Having covered the topic of people’s perceptions of the playoffs, let’s now find one that needed fixing and actually got it.  I’m referring of course to the overtime situation.  Personally, I couldn’t have been more psyched up when I heard about the new overtime rules in the postseason.  Despite my dislike of the Vikings, it did seem disappointing to me that Favre couldn’t have had one more opportunity to throw an inter- I mean, game-winning touchdown to send the Vikings to the Super Bowl.  (Where they would have inevitably choked.)  But to be fair, I think that the NFL should consider putting this rule in for the whole season.  For those living under a football-shaped rock for the last year, the new rules are as follows.  A first-possession field goal cannot win the game.  Any touchdown automatically wins the game.  The combinations in the decisions this could lead to are intriguing.  Many of the coaches were opposed to these new rules, because it would force them to consider a whole new set of strategies.  I think their thinking is flawed for a couple reasons.  The situation these rules set up aren’t that different to a second-to-last possession in a tied game at the end of regulation. Secondly, new rules are always going to be tough to adjust to, as were the ones in the past (the forward pass, maybe?).  But they will deal with it, and the next generation of coaches will just grow up with it.
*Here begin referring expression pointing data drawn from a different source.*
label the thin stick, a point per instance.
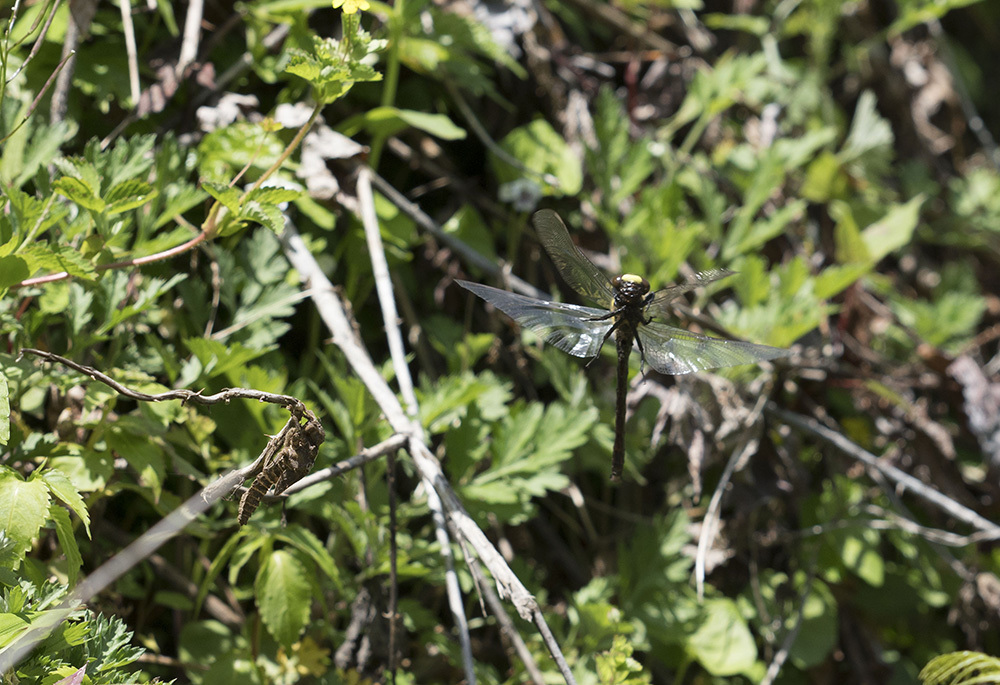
(383, 286)
(902, 479)
(498, 610)
(332, 313)
(293, 404)
(462, 248)
(130, 51)
(710, 523)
I’ve been thinking about this recently, and I feel as though the NFL is going to be wreaking havoc in ways unbeknownst to them, due to some unfortunate scheduling.  As of the last few years, it has begun to schedule the Super Bowl in February.  As long as the Super Bowl hasn’t been played yet, many are still on their holiday season clocks as far as school, church, food, sleep and the rest, and quite honestly, than it itself would be enough to wear people out.  The problem I’ve come upon is that, due to some fans’ fanaticism, many are bound to make crucial life decisions after their team has won the Super Bowl.  But a wise teacher of mine from high school, Mr. Tom Cody, once taught me that you should never make any major life decisions during this month.  There is some very sound reasoning for this.  You are smack dab in the middle of winter, school or work or whatever it is are probably dragging along by now, your emotions are all mixed up because of this and you’re probably coming down from the high of the holiday season.  So I don’t know if you’ll be able to measure it quantitatively, but I would guess that there might be an uptick in poor life decisions after this year’s big game.  But I suppose that happens every year.
Enjoy the rest of your holiday (read: Super Bowl and NFL playoffs) season.